Simulation-Based Design of a Cam-Driven Hydraulic Prosthetic Ankle

Abstract

Background/Objectives: A cam-driven hydraulic prosthetic ankle was designed to overcome the weaknesses of commercial prostheses and research prototypes, which largely fail to mimic the energy-recycling behaviour of an intact ankle, resulting in poor walking performance for lower-limb prosthesis users. Methods: This novel device exploits miniature hydraulics to capture the negative work performed during stance, prior to push-off, in a hydraulic accumulator, and return positive work during push-off for forward body propulsion. Two cams are used to replicate intact ankle torque profiles based on experimental data. The design process for the new prosthesis used a design programme, implemented in MATLAB, based on a simulation of the main components of the prosthetic ankle.
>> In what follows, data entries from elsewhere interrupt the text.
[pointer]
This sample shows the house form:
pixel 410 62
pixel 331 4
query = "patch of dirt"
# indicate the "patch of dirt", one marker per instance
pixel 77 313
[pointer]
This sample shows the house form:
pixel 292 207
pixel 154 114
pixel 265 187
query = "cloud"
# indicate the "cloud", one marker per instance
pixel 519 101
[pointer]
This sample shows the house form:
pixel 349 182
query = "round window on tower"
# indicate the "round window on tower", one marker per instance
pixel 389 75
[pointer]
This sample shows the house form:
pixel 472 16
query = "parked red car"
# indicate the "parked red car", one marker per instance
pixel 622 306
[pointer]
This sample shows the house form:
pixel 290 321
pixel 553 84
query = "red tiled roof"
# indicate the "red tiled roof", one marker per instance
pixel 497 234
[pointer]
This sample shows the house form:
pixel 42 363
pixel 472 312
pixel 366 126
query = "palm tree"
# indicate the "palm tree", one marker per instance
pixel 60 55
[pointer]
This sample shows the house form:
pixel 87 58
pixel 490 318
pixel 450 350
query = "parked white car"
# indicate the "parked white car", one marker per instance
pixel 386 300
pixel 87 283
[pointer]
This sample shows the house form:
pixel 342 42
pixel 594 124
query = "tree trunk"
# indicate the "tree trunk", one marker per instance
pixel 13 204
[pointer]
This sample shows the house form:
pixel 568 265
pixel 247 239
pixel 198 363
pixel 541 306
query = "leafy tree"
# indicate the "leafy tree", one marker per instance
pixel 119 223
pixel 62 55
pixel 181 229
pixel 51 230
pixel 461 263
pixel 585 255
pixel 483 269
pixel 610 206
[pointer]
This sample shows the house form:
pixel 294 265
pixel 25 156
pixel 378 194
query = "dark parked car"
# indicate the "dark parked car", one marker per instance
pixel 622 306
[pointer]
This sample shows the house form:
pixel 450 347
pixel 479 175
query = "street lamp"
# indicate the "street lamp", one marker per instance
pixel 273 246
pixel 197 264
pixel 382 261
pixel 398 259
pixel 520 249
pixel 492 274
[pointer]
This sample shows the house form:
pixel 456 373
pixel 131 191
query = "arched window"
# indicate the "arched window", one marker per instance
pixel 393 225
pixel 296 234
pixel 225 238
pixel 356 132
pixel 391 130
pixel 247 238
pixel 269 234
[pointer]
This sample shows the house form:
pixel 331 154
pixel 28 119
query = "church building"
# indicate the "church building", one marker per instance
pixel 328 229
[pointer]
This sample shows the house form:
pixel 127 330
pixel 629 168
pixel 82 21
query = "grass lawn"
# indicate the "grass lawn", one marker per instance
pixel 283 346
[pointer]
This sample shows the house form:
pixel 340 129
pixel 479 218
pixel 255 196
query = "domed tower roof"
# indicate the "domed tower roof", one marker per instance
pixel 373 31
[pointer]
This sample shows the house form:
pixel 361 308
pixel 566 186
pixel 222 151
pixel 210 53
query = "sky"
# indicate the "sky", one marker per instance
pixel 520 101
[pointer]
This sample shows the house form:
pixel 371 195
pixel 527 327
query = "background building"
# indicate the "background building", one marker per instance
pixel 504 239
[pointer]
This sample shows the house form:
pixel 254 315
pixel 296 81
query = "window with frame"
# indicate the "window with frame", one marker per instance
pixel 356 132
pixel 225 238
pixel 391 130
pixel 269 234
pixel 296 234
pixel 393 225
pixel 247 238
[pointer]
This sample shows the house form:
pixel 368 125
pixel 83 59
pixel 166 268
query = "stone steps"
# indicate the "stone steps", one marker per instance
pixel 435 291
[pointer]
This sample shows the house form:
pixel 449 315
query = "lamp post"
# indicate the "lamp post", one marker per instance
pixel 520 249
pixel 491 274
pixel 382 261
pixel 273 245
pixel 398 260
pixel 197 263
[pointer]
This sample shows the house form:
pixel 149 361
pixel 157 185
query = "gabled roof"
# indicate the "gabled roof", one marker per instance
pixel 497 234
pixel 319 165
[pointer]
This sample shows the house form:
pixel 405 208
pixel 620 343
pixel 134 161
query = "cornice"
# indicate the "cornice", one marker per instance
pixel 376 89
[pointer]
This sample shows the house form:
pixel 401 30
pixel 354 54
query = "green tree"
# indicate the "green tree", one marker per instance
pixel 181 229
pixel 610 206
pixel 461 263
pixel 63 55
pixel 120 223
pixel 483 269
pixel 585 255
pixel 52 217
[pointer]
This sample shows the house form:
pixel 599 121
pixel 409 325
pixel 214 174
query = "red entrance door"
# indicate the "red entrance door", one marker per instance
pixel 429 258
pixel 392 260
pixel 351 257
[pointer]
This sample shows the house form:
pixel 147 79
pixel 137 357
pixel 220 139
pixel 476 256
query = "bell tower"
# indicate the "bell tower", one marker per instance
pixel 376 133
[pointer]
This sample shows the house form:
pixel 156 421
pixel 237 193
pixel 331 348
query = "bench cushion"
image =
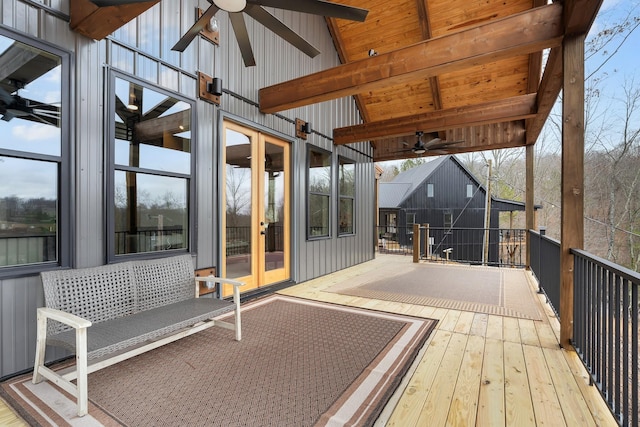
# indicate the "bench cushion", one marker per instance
pixel 117 334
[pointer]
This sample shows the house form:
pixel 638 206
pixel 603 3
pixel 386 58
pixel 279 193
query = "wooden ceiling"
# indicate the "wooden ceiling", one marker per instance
pixel 465 70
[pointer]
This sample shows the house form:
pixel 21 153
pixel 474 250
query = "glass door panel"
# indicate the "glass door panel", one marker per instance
pixel 256 229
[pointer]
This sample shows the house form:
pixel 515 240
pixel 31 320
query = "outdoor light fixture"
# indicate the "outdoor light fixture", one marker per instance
pixel 213 25
pixel 231 5
pixel 133 101
pixel 215 86
pixel 306 128
pixel 302 129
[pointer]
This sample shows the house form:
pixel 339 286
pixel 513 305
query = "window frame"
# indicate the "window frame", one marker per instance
pixel 430 190
pixel 408 223
pixel 313 148
pixel 345 160
pixel 65 214
pixel 469 191
pixel 112 168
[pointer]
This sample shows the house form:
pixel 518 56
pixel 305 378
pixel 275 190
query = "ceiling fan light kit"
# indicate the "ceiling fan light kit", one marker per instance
pixel 231 5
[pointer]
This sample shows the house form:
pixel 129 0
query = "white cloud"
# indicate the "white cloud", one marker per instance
pixel 35 132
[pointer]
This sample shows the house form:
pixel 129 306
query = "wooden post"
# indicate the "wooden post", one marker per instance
pixel 572 186
pixel 427 248
pixel 416 242
pixel 529 210
pixel 487 218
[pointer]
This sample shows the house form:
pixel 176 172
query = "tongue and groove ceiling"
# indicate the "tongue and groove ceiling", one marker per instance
pixel 468 71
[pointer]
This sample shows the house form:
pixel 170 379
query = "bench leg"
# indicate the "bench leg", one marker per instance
pixel 81 367
pixel 236 300
pixel 41 343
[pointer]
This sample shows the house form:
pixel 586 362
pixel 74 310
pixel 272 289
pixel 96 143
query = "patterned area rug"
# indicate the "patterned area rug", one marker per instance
pixel 491 290
pixel 300 363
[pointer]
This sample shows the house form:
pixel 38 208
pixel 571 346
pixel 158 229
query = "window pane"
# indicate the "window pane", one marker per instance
pixel 318 215
pixel 346 216
pixel 30 99
pixel 319 172
pixel 28 211
pixel 150 213
pixel 238 194
pixel 347 179
pixel 153 130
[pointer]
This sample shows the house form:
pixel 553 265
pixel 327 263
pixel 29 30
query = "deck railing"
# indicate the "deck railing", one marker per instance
pixel 605 331
pixel 29 248
pixel 464 245
pixel 545 265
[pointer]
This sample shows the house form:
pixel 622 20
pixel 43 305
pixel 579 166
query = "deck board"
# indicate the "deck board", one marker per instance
pixel 476 369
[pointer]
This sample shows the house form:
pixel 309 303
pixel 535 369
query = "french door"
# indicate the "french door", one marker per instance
pixel 256 224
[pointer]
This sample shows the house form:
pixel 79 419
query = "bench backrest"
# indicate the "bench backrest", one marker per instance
pixel 109 291
pixel 163 281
Results: In this paper, we present the design programme and explain how it is used to determine the cam profiles required to replicate intact ankle torque, as well as to size the cam follower return springs. Moreover, a constraint-based preliminary design investigation is described, which was conducted to size other key components affecting the device’s size, performance, and energy efficiency. Finally, the feasible design alternatives are compared in terms of their energy losses to determine the best design with regard to minimising both energy losses and device size. Conclusions: Such a design approach not only documents the design of a particular novel prosthetic ankle, but can also provide a systematic framework for decomposing complex design challenges into a series of sub-problems, providing a more effective alternative to heuristic approaches in prosthetic design.